Benchmarks would be interesting but they should present valid bug-free code, not the sloppy and buggy kind that you are proposing.
Let's repeat the facts. Unicode currently defines over 110,000 codepoints.
According to a BabelStone page
http://babelstone.blogspot.fi/2005/11/how-many-unicode-characters-are-there.htmlthere are 120737 characters but I guess it includes multi-codepoint accented characters. Number of codepoints is little lower. (Where can I find the exact number of codepoints?)
The graphs show (up to 2014) how the amount keeps growing.
One 16-bit word in UTF-16 can directly hold 2^16 = 65536 unique numbers. It means some ~50000 codepoints don't fit in a 16-bit word and must be encoded using surrogate pairs (32 bits).
Code that ignores those codepoints is broken. Sure, those are rare codepoints and the bugs will pop up only sometimes. It is still not acceptable. If you have a mathematical algorithm that gives wrong results "sometimes", it is considered broken and must be fixed. Why should code for character encodings be different?
Fiji, you keep repeating this false information, basically claiming that UTF-16 is fixed width.
http://forum.lazarus.freepascal.org/index.php/topic,28660.msg179684.html#msg179684Unfortunately you are not the only one doing so. Let's see what has caused this misconception ...
Delphi switched to UTF-16 strings at 2009. It was a big change. Obviously customers asked troublesome questions like "How compatible is it?" and "How much conversion work we must do?"
The marketing team, being creative, decided to say "Yeah, yeah, it is compatible. No worries!" instead of explaining technical details about surrogate pairs or multi-codepoint characters.
They were mostly worried about their sales.
Part of the same marketing tactics was to name the new string type as UnicodeString. For the sake of symmetry it should be UTF16String because there is also UTF8String. It is apparently so confusing that "stocki" still at late 2015 believes that Unicode = UTF-16, despite all the information available in the net.
UTF-16 surrogate pairs don't have the same inherent properties as UTF-8 multi-byte codepoints have. If you use the fast Pos() etc. functions, it can go wrong sometimes. With UTF-8 it goes
always right. Thus UTF-8 is faster in real-world applications when used cleverly.
UTF-16 was invented a long time ago. Then there were less than 65536 codepoints and it had a fixed width. This one big benefit was lost when the amount of codepoint definitions grew. UTF-16 has also other issues, like the CPU endiannes dependency.

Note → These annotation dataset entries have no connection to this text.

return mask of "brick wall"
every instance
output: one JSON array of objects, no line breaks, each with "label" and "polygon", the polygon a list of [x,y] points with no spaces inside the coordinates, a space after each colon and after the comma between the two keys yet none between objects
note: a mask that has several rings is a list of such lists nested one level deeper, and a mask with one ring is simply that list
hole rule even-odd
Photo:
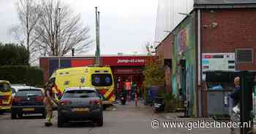
[{"label": "brick wall", "polygon": [[[202,12],[203,52],[235,52],[236,48],[256,52],[256,9],[205,9]],[[217,23],[215,28],[211,24]],[[236,64],[237,70],[256,70],[252,63]]]},{"label": "brick wall", "polygon": [[169,34],[157,47],[157,55],[163,55],[164,59],[171,59],[172,58],[172,42],[173,42],[173,36]]}]

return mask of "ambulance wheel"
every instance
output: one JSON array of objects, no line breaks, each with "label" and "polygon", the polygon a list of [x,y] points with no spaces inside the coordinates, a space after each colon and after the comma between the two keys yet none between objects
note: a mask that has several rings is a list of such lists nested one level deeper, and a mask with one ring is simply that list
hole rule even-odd
[{"label": "ambulance wheel", "polygon": [[42,113],[42,116],[43,119],[45,119],[46,118],[46,112]]}]

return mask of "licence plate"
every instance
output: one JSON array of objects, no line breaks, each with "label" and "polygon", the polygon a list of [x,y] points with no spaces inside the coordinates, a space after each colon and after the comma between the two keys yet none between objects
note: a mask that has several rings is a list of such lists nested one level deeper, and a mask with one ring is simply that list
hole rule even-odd
[{"label": "licence plate", "polygon": [[74,111],[89,111],[89,109],[88,108],[75,108],[73,109]]},{"label": "licence plate", "polygon": [[22,109],[23,111],[34,111],[34,108],[23,108]]}]

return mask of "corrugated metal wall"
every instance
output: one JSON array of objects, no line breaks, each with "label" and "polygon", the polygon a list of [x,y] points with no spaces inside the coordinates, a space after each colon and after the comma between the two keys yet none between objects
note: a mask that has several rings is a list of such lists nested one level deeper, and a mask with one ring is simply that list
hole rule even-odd
[{"label": "corrugated metal wall", "polygon": [[155,30],[155,42],[162,42],[186,15],[193,9],[194,0],[159,0]]}]

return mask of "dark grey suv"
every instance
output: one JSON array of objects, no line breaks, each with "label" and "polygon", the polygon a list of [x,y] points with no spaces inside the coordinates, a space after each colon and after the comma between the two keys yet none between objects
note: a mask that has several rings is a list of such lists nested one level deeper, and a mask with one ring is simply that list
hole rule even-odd
[{"label": "dark grey suv", "polygon": [[69,121],[91,120],[103,125],[103,108],[93,87],[67,88],[58,103],[58,127]]}]

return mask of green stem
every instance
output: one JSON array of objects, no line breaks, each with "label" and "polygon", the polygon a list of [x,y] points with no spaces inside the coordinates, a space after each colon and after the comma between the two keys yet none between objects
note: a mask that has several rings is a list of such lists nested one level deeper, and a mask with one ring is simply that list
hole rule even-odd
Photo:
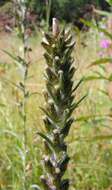
[{"label": "green stem", "polygon": [[52,0],[46,1],[46,29],[49,30],[49,21],[50,21],[50,14],[51,14],[51,5]]}]

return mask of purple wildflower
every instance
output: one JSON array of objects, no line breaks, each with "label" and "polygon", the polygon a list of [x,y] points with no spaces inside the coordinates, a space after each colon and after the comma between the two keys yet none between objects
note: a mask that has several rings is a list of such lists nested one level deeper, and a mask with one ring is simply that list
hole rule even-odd
[{"label": "purple wildflower", "polygon": [[101,47],[101,48],[107,49],[107,48],[109,48],[109,46],[110,46],[110,41],[107,40],[107,39],[103,39],[103,40],[100,42],[100,47]]}]

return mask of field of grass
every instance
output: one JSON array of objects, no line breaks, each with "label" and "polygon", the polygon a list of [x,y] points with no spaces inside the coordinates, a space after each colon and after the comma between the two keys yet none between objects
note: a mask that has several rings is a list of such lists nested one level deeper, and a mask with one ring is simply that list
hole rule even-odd
[{"label": "field of grass", "polygon": [[[37,131],[44,131],[40,106],[44,105],[43,49],[41,36],[31,38],[31,65],[27,88],[34,93],[27,104],[27,189],[40,185],[43,155],[42,139]],[[21,81],[18,69],[2,50],[17,54],[20,42],[13,34],[0,34],[0,190],[22,190],[24,181],[23,128],[18,103],[21,94],[15,84]],[[88,67],[98,56],[98,36],[93,31],[78,34],[74,49],[77,68],[74,81],[90,76],[98,67]],[[71,157],[67,176],[70,190],[112,189],[112,136],[111,98],[99,89],[106,88],[105,81],[85,81],[76,99],[88,93],[80,108],[74,113],[74,122],[67,138]],[[97,116],[97,117],[96,117]]]}]

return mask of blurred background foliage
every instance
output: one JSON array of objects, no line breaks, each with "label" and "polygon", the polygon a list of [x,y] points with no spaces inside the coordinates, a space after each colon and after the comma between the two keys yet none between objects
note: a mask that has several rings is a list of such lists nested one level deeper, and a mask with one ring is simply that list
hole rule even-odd
[{"label": "blurred background foliage", "polygon": [[[37,15],[37,22],[41,23],[46,20],[46,13],[50,7],[50,23],[52,17],[57,17],[61,21],[72,22],[78,25],[78,19],[87,17],[91,19],[92,8],[94,5],[96,8],[109,10],[109,5],[105,0],[30,0],[31,12]],[[11,5],[10,0],[0,0],[0,6],[4,6],[4,11],[7,12]],[[2,11],[0,11],[2,13]],[[87,14],[87,16],[86,16]],[[80,26],[79,26],[80,28]]]}]

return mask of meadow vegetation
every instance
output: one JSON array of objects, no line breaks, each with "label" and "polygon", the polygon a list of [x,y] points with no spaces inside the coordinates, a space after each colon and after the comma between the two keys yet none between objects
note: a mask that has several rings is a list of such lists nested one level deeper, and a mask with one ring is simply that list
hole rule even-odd
[{"label": "meadow vegetation", "polygon": [[[71,160],[65,177],[70,179],[71,190],[111,190],[112,96],[111,92],[108,93],[111,77],[109,80],[106,79],[105,65],[95,65],[101,51],[100,33],[93,29],[80,32],[72,27],[72,34],[76,41],[72,54],[75,60],[74,66],[77,68],[74,83],[77,84],[82,77],[85,79],[75,99],[79,100],[84,94],[88,95],[73,113],[75,122],[66,138]],[[43,88],[45,86],[43,76],[45,60],[41,39],[41,32],[37,32],[29,39],[32,51],[29,53],[31,64],[26,87],[32,96],[29,97],[26,106],[25,173],[28,190],[36,190],[38,185],[41,186],[40,176],[43,173],[41,159],[45,151],[42,139],[37,134],[38,132],[45,133],[42,122],[43,113],[40,110],[40,107],[44,106]],[[18,107],[22,94],[17,88],[23,72],[14,64],[13,59],[2,51],[7,50],[12,55],[17,55],[18,47],[21,45],[21,40],[14,32],[0,34],[0,190],[20,190],[24,181],[24,129]],[[21,52],[21,48],[19,51]],[[93,62],[94,66],[90,67]]]}]

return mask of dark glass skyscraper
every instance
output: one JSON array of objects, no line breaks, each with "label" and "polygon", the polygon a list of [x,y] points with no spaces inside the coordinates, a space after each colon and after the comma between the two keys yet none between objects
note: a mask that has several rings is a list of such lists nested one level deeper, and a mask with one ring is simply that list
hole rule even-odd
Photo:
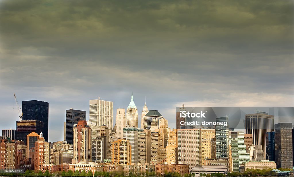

Yet, I am not against it. A Delphi compatible Unicode system must be implemented. Backwards campatibility must always deal with technical decisions made in the past. No problem.
Unicode is complex. We just have to accept it. Now the discussion is only about codepoints, but even if you can find codepoints 100% accurately, you still don't know if it's part of a multi-codepoint accented character.
No encoding can solve that, not even UTF-32, because they are defined in Unicode character level instead of encoding level.